Estimates counts of the records we might be looking at from slack database-lab channel.

Database benchmarks

Number of rows affected

Issues with mentions in description or title ~1796152d

-- all issues that possibly have a mention in description or title: ~1796152
explain select * from issues where (description like '%@%' OR title like '%@%')
 Seq Scan on public.issues  (cost=0.00..7968605.04 rows=1401267 width=4) (actual time=35.232..672139.124 rows=1796152 loops=1)
   Filter: ((issues.description ~~ '%@%'::text) OR ((issues.title)::text ~~ '%@%'::text))
   Rows Removed by Filter: 20650033
   Buffers: shared hit=1453859 read=2533248 dirtied=28321 written=22499
   I/O Timings: read=611404.724 write=706.509

Migrate issue mentions

Query plans for sql queries to migrate mentions for issues based on database-lab data.

Query 1: Get the start ID for the issues to be migrated. planning: 6.423 ms, execution: 48.928 ms

EXPLAIN SELECT  “issues”.“id” FROM “issues”
LEFT JOIN issue_user_mentions on issues.id = issue_user_mentions.issue_id
WHERE ((description like ‘%@%’ OR title like ‘%@%’) AND issue_user_mentions.issue_id is null)
ORDER BY “issues”.“id” ASC LIMIT 1

Click to see the plan.


Limit  (cost=0.73..6.15 rows=1 width=4) (actual time=48.881..48.883 rows=1 loops=1)
   Buffers: shared hit=13 read=27 dirtied=1
   I/O Timings: read=48.477
   ->  Merge Join  (cost=0.73..8122712.11 rows=1498460 width=4) (actual time=48.880..48.880 rows=1 loops=1)
         Buffers: shared hit=13 read=27 dirtied=1
         I/O Timings: read=48.477
         ->  Index Scan using issues_pkey on public.issues  (cost=0.44..8115258.90 rows=1501072 width=4) (actual time=48.773..48.773 rows=1 loops=1)
               Filter: ((issues.description ~~ '%@%'::text) OR ((issues.title)::text ~~ '%@%'::text))
               Rows Removed by Filter: 46
               Buffers: shared hit=10 read=27 dirtied=1
               I/O Timings: read=48.477
         ->  Index Only Scan using issue_user_mentions_on_issue_id_and_note_id_index on public.issue_user_mentions  (cost=0.29..3529.09 rows=70149 width=4) (actual time=0.059..0.060 rows=1 loops=1)
               Heap Fetches: 0
               Buffers: shared hit=3
Time: 55.351 ms

planning: 6.423 ms
execution: 48.928 ms

I/O read: 48.477 ms
I/O write: 0.000 ms



Shared buffers:

hits: 13 (~104.00 KiB) from the buffer pool
reads: 27 (~216.00 KiB) from the OS file cache, including disk I/O
dirtied: 1 (~8.00 KiB)
writes: 0

Query 2: Get max id for the 10K batch rows for issues to be migrated.
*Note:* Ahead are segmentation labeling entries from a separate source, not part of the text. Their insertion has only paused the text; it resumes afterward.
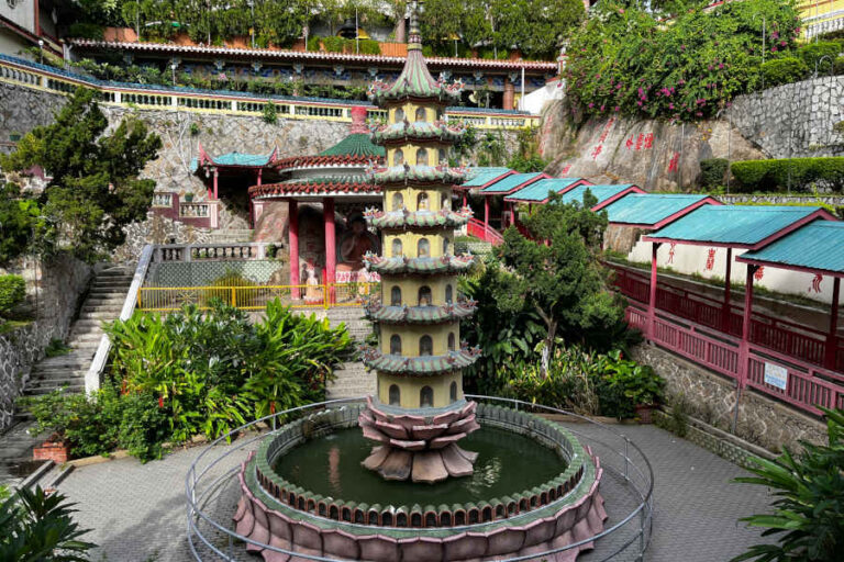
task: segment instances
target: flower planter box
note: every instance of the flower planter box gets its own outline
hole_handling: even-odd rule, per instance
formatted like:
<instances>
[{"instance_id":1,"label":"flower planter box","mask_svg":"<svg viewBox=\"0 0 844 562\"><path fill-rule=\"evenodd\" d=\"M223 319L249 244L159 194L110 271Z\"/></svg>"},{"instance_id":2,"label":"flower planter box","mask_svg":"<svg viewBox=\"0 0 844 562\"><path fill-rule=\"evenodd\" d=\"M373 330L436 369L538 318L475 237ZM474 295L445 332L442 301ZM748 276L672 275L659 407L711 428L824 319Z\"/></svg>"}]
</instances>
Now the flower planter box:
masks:
<instances>
[{"instance_id":1,"label":"flower planter box","mask_svg":"<svg viewBox=\"0 0 844 562\"><path fill-rule=\"evenodd\" d=\"M44 441L41 447L32 450L32 459L36 461L53 461L64 464L70 458L70 445L60 441Z\"/></svg>"}]
</instances>

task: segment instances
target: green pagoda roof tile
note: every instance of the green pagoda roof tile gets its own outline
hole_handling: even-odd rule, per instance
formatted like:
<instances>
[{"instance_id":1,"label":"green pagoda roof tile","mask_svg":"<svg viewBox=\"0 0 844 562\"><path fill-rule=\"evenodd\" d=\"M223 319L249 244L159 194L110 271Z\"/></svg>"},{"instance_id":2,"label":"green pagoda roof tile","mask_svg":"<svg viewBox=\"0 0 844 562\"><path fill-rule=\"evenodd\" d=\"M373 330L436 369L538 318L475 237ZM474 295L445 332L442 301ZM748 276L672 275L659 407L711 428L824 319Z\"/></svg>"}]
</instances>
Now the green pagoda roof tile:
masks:
<instances>
[{"instance_id":1,"label":"green pagoda roof tile","mask_svg":"<svg viewBox=\"0 0 844 562\"><path fill-rule=\"evenodd\" d=\"M815 206L703 205L644 239L754 248L813 218L833 216Z\"/></svg>"},{"instance_id":2,"label":"green pagoda roof tile","mask_svg":"<svg viewBox=\"0 0 844 562\"><path fill-rule=\"evenodd\" d=\"M367 222L376 228L407 228L412 226L452 226L458 227L469 222L471 210L468 207L459 211L442 210L415 211L408 210L384 212L368 210L365 213Z\"/></svg>"},{"instance_id":3,"label":"green pagoda roof tile","mask_svg":"<svg viewBox=\"0 0 844 562\"><path fill-rule=\"evenodd\" d=\"M604 207L610 223L656 226L702 204L720 203L709 195L687 193L632 193ZM679 217L679 216L677 216Z\"/></svg>"},{"instance_id":4,"label":"green pagoda roof tile","mask_svg":"<svg viewBox=\"0 0 844 562\"><path fill-rule=\"evenodd\" d=\"M737 259L775 267L844 273L844 223L814 221L762 249L742 254Z\"/></svg>"},{"instance_id":5,"label":"green pagoda roof tile","mask_svg":"<svg viewBox=\"0 0 844 562\"><path fill-rule=\"evenodd\" d=\"M371 156L374 158L382 158L384 155L384 147L373 144L368 134L353 133L316 156Z\"/></svg>"},{"instance_id":6,"label":"green pagoda roof tile","mask_svg":"<svg viewBox=\"0 0 844 562\"><path fill-rule=\"evenodd\" d=\"M364 256L364 263L369 271L377 273L462 273L471 268L475 258L471 256L442 256L440 258L382 258L373 254Z\"/></svg>"}]
</instances>

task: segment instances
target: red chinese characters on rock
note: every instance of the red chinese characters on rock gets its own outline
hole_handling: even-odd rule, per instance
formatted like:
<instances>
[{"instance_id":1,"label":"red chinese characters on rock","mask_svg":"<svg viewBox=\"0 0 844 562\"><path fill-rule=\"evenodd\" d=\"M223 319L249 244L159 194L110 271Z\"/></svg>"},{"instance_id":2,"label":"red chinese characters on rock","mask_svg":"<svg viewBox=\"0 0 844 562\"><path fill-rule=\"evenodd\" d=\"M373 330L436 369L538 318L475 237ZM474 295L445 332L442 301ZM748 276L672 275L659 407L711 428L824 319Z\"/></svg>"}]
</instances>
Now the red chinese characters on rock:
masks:
<instances>
[{"instance_id":1,"label":"red chinese characters on rock","mask_svg":"<svg viewBox=\"0 0 844 562\"><path fill-rule=\"evenodd\" d=\"M709 251L707 251L707 271L712 271L712 268L715 266L715 252L718 251L717 248L709 248Z\"/></svg>"}]
</instances>

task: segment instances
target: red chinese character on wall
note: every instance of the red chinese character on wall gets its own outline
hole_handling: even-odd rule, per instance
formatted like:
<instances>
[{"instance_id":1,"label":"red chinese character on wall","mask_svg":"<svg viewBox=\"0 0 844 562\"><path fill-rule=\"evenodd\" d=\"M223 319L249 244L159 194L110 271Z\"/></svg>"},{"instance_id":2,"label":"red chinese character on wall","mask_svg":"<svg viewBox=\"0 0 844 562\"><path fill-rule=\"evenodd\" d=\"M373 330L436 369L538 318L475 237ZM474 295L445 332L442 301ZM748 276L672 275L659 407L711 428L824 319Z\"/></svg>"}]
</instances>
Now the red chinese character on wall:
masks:
<instances>
[{"instance_id":1,"label":"red chinese character on wall","mask_svg":"<svg viewBox=\"0 0 844 562\"><path fill-rule=\"evenodd\" d=\"M674 153L671 161L668 162L668 171L677 171L677 162L680 161L680 153Z\"/></svg>"},{"instance_id":2,"label":"red chinese character on wall","mask_svg":"<svg viewBox=\"0 0 844 562\"><path fill-rule=\"evenodd\" d=\"M707 271L712 271L712 268L715 266L717 251L717 248L709 248L709 251L707 252Z\"/></svg>"},{"instance_id":3,"label":"red chinese character on wall","mask_svg":"<svg viewBox=\"0 0 844 562\"><path fill-rule=\"evenodd\" d=\"M812 279L812 286L809 288L810 293L820 293L821 292L821 281L823 281L823 276L820 273L814 274L814 279Z\"/></svg>"}]
</instances>

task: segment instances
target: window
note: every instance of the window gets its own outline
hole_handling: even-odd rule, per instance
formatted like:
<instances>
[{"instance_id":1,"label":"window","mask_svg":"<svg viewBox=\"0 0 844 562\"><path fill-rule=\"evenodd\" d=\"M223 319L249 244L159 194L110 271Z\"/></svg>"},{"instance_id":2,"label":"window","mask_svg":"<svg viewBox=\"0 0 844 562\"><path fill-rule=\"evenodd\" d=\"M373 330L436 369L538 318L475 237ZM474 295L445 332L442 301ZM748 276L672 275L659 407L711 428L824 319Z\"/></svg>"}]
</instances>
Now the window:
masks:
<instances>
[{"instance_id":1,"label":"window","mask_svg":"<svg viewBox=\"0 0 844 562\"><path fill-rule=\"evenodd\" d=\"M417 244L417 256L420 258L427 258L431 256L431 243L427 238L420 238Z\"/></svg>"},{"instance_id":2,"label":"window","mask_svg":"<svg viewBox=\"0 0 844 562\"><path fill-rule=\"evenodd\" d=\"M427 211L427 193L424 191L417 196L417 211Z\"/></svg>"},{"instance_id":3,"label":"window","mask_svg":"<svg viewBox=\"0 0 844 562\"><path fill-rule=\"evenodd\" d=\"M434 340L431 339L431 336L419 338L419 355L420 357L434 355Z\"/></svg>"},{"instance_id":4,"label":"window","mask_svg":"<svg viewBox=\"0 0 844 562\"><path fill-rule=\"evenodd\" d=\"M431 386L422 386L422 390L419 391L419 407L434 407L434 390Z\"/></svg>"},{"instance_id":5,"label":"window","mask_svg":"<svg viewBox=\"0 0 844 562\"><path fill-rule=\"evenodd\" d=\"M401 306L401 288L396 285L390 291L390 306Z\"/></svg>"}]
</instances>

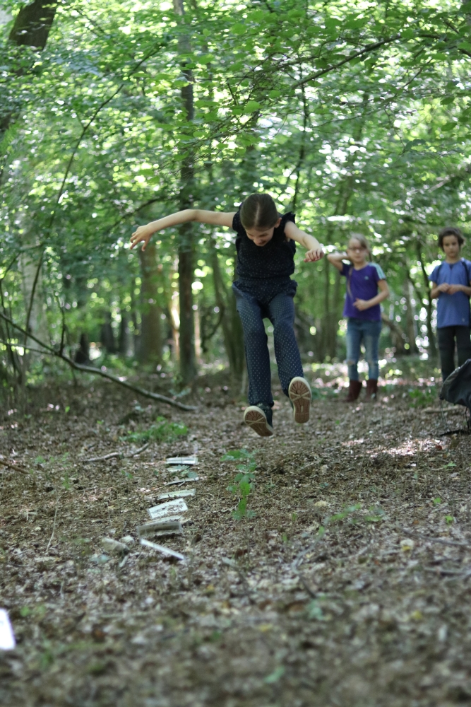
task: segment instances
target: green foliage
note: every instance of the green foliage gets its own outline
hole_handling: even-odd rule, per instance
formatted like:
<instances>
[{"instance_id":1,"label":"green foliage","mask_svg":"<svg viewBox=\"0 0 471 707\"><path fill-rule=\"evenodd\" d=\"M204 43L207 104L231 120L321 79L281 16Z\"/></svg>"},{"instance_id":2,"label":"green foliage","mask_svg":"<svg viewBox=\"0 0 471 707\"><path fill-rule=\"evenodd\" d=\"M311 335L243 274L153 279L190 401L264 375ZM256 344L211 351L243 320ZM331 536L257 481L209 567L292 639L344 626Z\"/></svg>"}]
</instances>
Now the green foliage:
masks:
<instances>
[{"instance_id":1,"label":"green foliage","mask_svg":"<svg viewBox=\"0 0 471 707\"><path fill-rule=\"evenodd\" d=\"M245 460L245 463L237 465L239 474L234 477L234 483L227 486L227 491L239 497L237 508L232 511L232 515L237 520L244 518L253 518L255 516L255 513L247 508L247 503L249 496L253 491L253 481L255 478L254 472L257 467L257 462L254 452L248 452L246 449L228 452L221 457L221 461L237 461L242 459Z\"/></svg>"},{"instance_id":2,"label":"green foliage","mask_svg":"<svg viewBox=\"0 0 471 707\"><path fill-rule=\"evenodd\" d=\"M411 400L411 407L425 407L436 402L438 389L435 385L426 388L411 388L407 391L407 395Z\"/></svg>"},{"instance_id":3,"label":"green foliage","mask_svg":"<svg viewBox=\"0 0 471 707\"><path fill-rule=\"evenodd\" d=\"M165 417L157 417L155 423L142 432L129 432L120 438L124 442L173 442L188 433L188 428L179 422L167 422Z\"/></svg>"},{"instance_id":4,"label":"green foliage","mask_svg":"<svg viewBox=\"0 0 471 707\"><path fill-rule=\"evenodd\" d=\"M14 13L20 6L3 4ZM439 262L437 233L444 223L470 230L467 7L459 0L417 0L413 12L403 0L361 8L354 0L270 7L215 0L186 2L181 20L167 3L78 0L73 11L59 4L42 53L9 42L5 27L2 305L25 323L25 281L42 263L37 303L47 341L60 345L64 316L68 354L85 332L94 365L128 375L145 353L150 311L164 341L177 327L180 236L167 228L154 238L150 294L129 238L136 223L177 210L191 153L197 208L233 211L246 194L266 191L328 250L345 247L352 230L367 235L391 290L385 312L400 327L397 341L385 328L383 347L412 353L417 344L427 353L427 274ZM183 61L192 72L191 121L182 105ZM214 265L229 302L234 250L221 229L198 224L192 233L203 356L220 362ZM302 352L311 361L342 358L342 291L324 262L302 260L298 249ZM23 339L2 329L6 337L25 362ZM155 373L158 363L172 373L174 350L165 343L145 370ZM27 361L35 380L38 370L54 370L39 361ZM0 343L6 370L11 375L14 367ZM411 404L429 402L411 396Z\"/></svg>"}]
</instances>

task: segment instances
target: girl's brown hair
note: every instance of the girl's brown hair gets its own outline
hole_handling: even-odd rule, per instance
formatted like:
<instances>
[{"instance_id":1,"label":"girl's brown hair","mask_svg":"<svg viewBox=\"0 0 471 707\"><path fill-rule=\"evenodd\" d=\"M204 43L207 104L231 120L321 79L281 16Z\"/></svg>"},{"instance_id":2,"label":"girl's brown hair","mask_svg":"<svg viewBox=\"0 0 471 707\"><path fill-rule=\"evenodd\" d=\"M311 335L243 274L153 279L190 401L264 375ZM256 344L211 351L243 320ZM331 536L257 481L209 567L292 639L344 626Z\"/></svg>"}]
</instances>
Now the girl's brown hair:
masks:
<instances>
[{"instance_id":1,"label":"girl's brown hair","mask_svg":"<svg viewBox=\"0 0 471 707\"><path fill-rule=\"evenodd\" d=\"M458 245L461 247L464 245L466 241L465 240L464 236L459 228L455 228L453 226L448 226L446 228L443 228L439 233L439 247L443 250L443 238L447 235L454 235L458 242Z\"/></svg>"},{"instance_id":2,"label":"girl's brown hair","mask_svg":"<svg viewBox=\"0 0 471 707\"><path fill-rule=\"evenodd\" d=\"M350 235L350 238L348 239L349 245L352 240L357 240L358 243L362 246L362 247L364 248L365 250L367 251L368 255L371 255L371 251L369 250L369 245L368 244L368 241L366 240L366 239L365 238L365 237L363 235L362 233L352 233Z\"/></svg>"},{"instance_id":3,"label":"girl's brown hair","mask_svg":"<svg viewBox=\"0 0 471 707\"><path fill-rule=\"evenodd\" d=\"M251 194L240 207L240 221L244 228L272 228L279 218L269 194Z\"/></svg>"}]
</instances>

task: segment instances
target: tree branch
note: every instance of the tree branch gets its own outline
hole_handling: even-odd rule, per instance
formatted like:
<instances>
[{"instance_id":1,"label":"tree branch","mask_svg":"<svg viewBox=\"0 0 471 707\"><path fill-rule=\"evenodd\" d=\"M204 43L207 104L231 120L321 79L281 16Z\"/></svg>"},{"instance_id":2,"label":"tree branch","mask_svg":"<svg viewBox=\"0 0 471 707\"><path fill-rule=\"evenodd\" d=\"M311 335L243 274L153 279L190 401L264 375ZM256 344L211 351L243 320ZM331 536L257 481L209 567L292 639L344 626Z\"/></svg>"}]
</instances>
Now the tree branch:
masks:
<instances>
[{"instance_id":1,"label":"tree branch","mask_svg":"<svg viewBox=\"0 0 471 707\"><path fill-rule=\"evenodd\" d=\"M0 312L0 317L8 322L14 329L17 329L18 332L21 332L22 334L26 334L28 332L23 328L20 327L18 324L16 324L13 320L10 319L9 317L6 317L4 314ZM43 346L46 351L48 351L52 356L56 356L57 358L60 358L61 361L65 361L66 363L68 363L71 368L75 370L81 370L84 373L93 373L94 375L100 375L102 378L107 378L108 380L112 380L114 383L117 383L118 385L122 385L123 387L129 388L130 390L133 390L134 392L139 393L140 395L143 395L144 397L150 398L151 400L158 400L160 402L166 402L168 405L173 405L174 407L179 407L181 410L188 410L193 411L196 410L197 408L193 405L185 405L184 403L180 402L178 400L174 400L173 398L167 397L166 395L160 395L159 393L152 392L150 390L145 390L145 388L139 387L137 385L133 385L131 383L129 383L126 380L121 380L116 375L112 375L112 373L108 373L106 370L102 370L100 368L95 368L91 366L82 366L81 363L76 363L72 358L69 358L68 356L61 351L57 351L52 346L48 346L42 341L40 339L37 337L35 337L32 334L28 334L30 339L32 339L37 344L39 344L40 346ZM28 348L28 347L26 347Z\"/></svg>"}]
</instances>

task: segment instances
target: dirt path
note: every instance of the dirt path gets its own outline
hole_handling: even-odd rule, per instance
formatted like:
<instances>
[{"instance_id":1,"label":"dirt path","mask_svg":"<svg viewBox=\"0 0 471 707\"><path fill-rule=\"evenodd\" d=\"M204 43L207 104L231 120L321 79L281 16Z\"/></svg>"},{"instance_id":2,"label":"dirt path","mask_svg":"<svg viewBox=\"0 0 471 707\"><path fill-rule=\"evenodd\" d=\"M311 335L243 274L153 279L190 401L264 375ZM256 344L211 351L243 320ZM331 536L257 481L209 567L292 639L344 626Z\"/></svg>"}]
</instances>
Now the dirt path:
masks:
<instances>
[{"instance_id":1,"label":"dirt path","mask_svg":"<svg viewBox=\"0 0 471 707\"><path fill-rule=\"evenodd\" d=\"M469 438L439 436L438 414L402 397L319 399L302 427L278 403L264 440L221 390L197 414L136 409L111 385L62 395L2 422L4 460L31 472L0 471L0 606L18 640L0 653L2 707L471 703ZM142 445L119 438L157 414L188 433L83 463ZM256 515L237 520L221 457L240 449ZM165 457L195 452L184 534L157 541L186 560L105 553L178 487Z\"/></svg>"}]
</instances>

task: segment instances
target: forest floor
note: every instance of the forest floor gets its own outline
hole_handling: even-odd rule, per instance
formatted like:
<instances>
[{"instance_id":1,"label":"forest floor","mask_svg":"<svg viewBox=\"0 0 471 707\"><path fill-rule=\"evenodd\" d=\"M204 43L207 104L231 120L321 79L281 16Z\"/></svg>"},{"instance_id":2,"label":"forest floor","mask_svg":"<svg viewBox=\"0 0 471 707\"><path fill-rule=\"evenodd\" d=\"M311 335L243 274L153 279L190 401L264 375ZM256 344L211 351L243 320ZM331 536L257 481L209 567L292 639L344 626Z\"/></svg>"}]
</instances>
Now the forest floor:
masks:
<instances>
[{"instance_id":1,"label":"forest floor","mask_svg":"<svg viewBox=\"0 0 471 707\"><path fill-rule=\"evenodd\" d=\"M36 391L30 418L4 411L0 459L28 473L0 472L0 607L17 640L0 652L2 707L471 703L471 438L443 435L463 409L443 420L405 380L370 404L322 388L297 426L278 390L261 438L222 376L196 413L96 380ZM84 462L141 446L120 438L157 416L167 441ZM188 433L172 438L174 423ZM222 457L241 449L255 515L237 520L237 462ZM179 561L136 527L179 488L166 457L193 454L184 534L156 540ZM102 546L123 536L137 541L125 558Z\"/></svg>"}]
</instances>

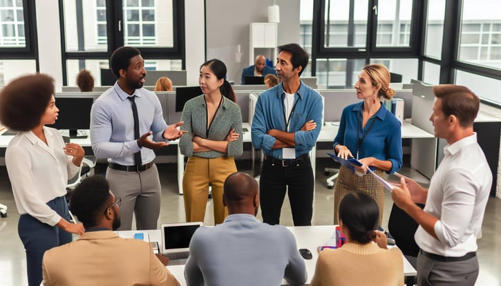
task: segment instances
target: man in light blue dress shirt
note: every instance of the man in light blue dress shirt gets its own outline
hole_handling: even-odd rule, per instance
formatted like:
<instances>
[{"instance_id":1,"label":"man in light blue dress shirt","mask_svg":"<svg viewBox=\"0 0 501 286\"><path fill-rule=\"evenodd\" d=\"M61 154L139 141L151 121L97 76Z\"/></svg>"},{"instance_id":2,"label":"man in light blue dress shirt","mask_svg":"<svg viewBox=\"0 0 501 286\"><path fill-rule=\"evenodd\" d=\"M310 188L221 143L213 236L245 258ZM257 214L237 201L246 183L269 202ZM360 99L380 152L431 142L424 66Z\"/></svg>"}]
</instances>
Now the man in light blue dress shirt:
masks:
<instances>
[{"instance_id":1,"label":"man in light blue dress shirt","mask_svg":"<svg viewBox=\"0 0 501 286\"><path fill-rule=\"evenodd\" d=\"M185 267L188 286L303 285L308 274L296 239L281 225L256 219L258 184L245 173L225 181L223 203L229 215L214 227L199 227Z\"/></svg>"},{"instance_id":2,"label":"man in light blue dress shirt","mask_svg":"<svg viewBox=\"0 0 501 286\"><path fill-rule=\"evenodd\" d=\"M137 229L156 229L160 182L153 163L153 149L167 146L168 140L179 138L183 132L177 127L182 122L167 126L158 98L142 88L146 70L139 50L117 48L110 65L117 80L93 105L92 149L97 158L108 158L106 178L113 193L122 198L119 230L131 229L133 213ZM135 126L133 105L138 126ZM138 127L140 136L135 134Z\"/></svg>"}]
</instances>

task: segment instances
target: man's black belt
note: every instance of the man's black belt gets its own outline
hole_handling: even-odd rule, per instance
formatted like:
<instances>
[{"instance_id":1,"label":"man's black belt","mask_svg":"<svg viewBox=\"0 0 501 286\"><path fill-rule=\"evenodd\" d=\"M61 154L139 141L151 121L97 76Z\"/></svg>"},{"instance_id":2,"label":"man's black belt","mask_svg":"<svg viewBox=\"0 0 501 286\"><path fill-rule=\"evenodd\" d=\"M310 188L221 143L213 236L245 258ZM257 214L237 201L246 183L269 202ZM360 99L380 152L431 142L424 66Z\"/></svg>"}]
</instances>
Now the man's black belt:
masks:
<instances>
[{"instance_id":1,"label":"man's black belt","mask_svg":"<svg viewBox=\"0 0 501 286\"><path fill-rule=\"evenodd\" d=\"M428 257L430 259L433 259L435 261L440 261L440 262L464 261L464 260L467 260L470 258L473 258L473 257L477 256L476 252L469 252L469 253L464 254L464 256L459 256L459 257L442 256L441 255L434 254L431 254L429 252L426 252L423 249L421 249L421 254L422 254L424 256Z\"/></svg>"},{"instance_id":2,"label":"man's black belt","mask_svg":"<svg viewBox=\"0 0 501 286\"><path fill-rule=\"evenodd\" d=\"M108 166L114 170L118 171L126 171L127 172L142 172L146 171L153 165L153 162L150 162L148 164L144 164L141 166L124 166L117 163L108 163Z\"/></svg>"},{"instance_id":3,"label":"man's black belt","mask_svg":"<svg viewBox=\"0 0 501 286\"><path fill-rule=\"evenodd\" d=\"M265 155L265 161L268 161L273 164L276 164L278 166L291 166L301 165L303 163L308 162L309 160L310 160L310 155L308 155L308 153L306 154L301 155L299 158L285 159L285 160L279 160L279 159L273 158L272 156Z\"/></svg>"}]
</instances>

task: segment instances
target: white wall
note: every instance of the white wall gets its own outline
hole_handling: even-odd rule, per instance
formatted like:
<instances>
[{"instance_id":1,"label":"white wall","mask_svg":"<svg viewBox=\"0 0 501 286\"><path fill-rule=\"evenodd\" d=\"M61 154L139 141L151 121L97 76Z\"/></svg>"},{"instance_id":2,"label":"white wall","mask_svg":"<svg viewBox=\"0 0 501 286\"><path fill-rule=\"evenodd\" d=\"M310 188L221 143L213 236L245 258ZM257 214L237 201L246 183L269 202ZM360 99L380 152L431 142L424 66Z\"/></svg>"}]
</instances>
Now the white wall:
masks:
<instances>
[{"instance_id":1,"label":"white wall","mask_svg":"<svg viewBox=\"0 0 501 286\"><path fill-rule=\"evenodd\" d=\"M63 84L63 67L61 61L61 29L58 1L37 1L36 10L40 73L54 77L56 91L61 91L61 86Z\"/></svg>"},{"instance_id":2,"label":"white wall","mask_svg":"<svg viewBox=\"0 0 501 286\"><path fill-rule=\"evenodd\" d=\"M207 3L207 59L217 58L223 61L228 69L228 80L239 84L242 70L249 66L249 25L268 21L267 7L273 4L273 1L210 0ZM278 45L299 41L299 1L276 1L280 7ZM240 63L235 59L238 44L243 53Z\"/></svg>"}]
</instances>

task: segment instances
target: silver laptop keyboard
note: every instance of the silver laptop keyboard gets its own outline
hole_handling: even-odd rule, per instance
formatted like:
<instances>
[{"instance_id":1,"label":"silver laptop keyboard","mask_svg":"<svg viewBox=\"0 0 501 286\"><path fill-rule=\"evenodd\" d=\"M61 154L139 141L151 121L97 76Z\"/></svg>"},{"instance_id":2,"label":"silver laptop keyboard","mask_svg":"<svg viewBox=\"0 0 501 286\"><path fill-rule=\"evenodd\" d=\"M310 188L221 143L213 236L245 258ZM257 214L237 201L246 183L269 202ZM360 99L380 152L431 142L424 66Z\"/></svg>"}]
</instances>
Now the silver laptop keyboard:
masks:
<instances>
[{"instance_id":1,"label":"silver laptop keyboard","mask_svg":"<svg viewBox=\"0 0 501 286\"><path fill-rule=\"evenodd\" d=\"M188 256L189 256L189 251L165 254L164 254L164 256L168 257L171 260L188 259Z\"/></svg>"}]
</instances>

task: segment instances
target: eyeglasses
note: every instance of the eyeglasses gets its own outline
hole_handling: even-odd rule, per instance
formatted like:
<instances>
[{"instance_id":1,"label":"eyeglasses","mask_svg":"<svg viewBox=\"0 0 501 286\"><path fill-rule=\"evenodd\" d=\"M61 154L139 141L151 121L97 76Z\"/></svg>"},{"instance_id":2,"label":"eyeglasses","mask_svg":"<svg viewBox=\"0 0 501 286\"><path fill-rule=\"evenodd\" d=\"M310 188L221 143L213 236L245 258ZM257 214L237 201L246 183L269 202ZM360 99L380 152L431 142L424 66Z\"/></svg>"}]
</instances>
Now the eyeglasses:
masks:
<instances>
[{"instance_id":1,"label":"eyeglasses","mask_svg":"<svg viewBox=\"0 0 501 286\"><path fill-rule=\"evenodd\" d=\"M115 204L117 205L118 207L120 207L120 202L122 202L122 198L115 198L115 202L113 202L113 204L111 204L111 206L108 207L104 210L104 213L103 214L106 214L106 211L108 211L108 210L110 209L111 208L113 207L113 206L115 205Z\"/></svg>"}]
</instances>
COLD RUN planning: 6.320 ms, execution: 1.394 min. SECOND RUN: planning: 6.327 ms, execution: 409.221 ms

EXPLAIN SELECT  “issues”.“id” FROM “issues”
LEFT JOIN issue_user_mentions on issues.id = issue_user_mentions.issue_id
WHERE ((description like ‘%@%’ OR title like ‘%@%’) AND issue_user_mentions.issue_id is null)
AND “issues”.“id” >= 1 ORDER BY “issues”.“id” ASC LIMIT 1 OFFSET 10000

Click to see the plan.


Limit  (cost=54592.08..54597.54 rows=1 width=4) (actual time=83660.833..83660.836 rows=1 loops=1)
   Buffers: shared hit=30439 read=82166 dirtied=359
   I/O Timings: read=82475.659
   ->  Merge Join  (cost=0.73..8180296.49 rows=1498460 width=4) (actual time=0.127..83657.799 rows=10001 loops=1)
         Buffers: shared hit=30439 read=82166 dirtied=359
         I/O Timings: read=82475.659
         ->  Index Scan using issues_pkey on public.issues  (cost=0.44..8172843.28 rows=1501072 width=4) (actual time=0.079..83642.766 rows=10001 loops=1)
               Index Cond: (issues.id >= 1)
               Filter: ((issues.description ~~ '%@%'::text) OR ((issues.title)::text ~~ '%@%'::text))
               Rows Removed by Filter: 130518
               Buffers: shared hit=30436 read=82166 dirtied=359
               I/O Timings: read=82475.659
         ->  Index Only Scan using issue_user_mentions_on_issue_id_and_note_id_index on public.issue_user_mentions  (cost=0.29..3529.09 rows=70149 width=4) (actual time=0.046..0.050 rows=2 loops=1)
               Heap Fetches: 0
               Buffers: shared hit=3
COLD RUN:
Time: 1.394 min

planning: 6.320 ms
execution: 1.394 min

I/O read: 1.375 min
I/O write: 0.000 ms



Shared buffers:

hits: 30439 (~237.80 MiB) from the buffer pool
reads: 82166 (~641.90 MiB) from the OS file cache, including disk I/O
dirtied: 359 (~2.80 MiB)
writes: 0

SECOND RUN:
Time: 415.548 ms

planning: 6.327 ms
execution: 409.221 ms

I/O read: 0.000 ms
I/O write: 0.000 ms



Shared buffers:

hits: 112605 (~879.70 MiB) from the buffer pool
reads: 0 from the OS file cache, including disk I/O
dirtied: 0
writes: 0

Query 3: Get min id and max id for issues mentions to be migrated

EXPLAIN SELECT  min(“issues”.“id”),  max(“issues”.“id”) FROM “issues”
LEFT JOIN issue_user_mentions on issues.id = issue_user_mentions.issue_id
WHERE ((description like ‘%@%’ OR title like ‘%@%’) AND issue_user_mentions.issue_id is null)
AND “issues”.“id” >= 400000 AND “issues”.“id” < 500000

Click to see the plan before adding index.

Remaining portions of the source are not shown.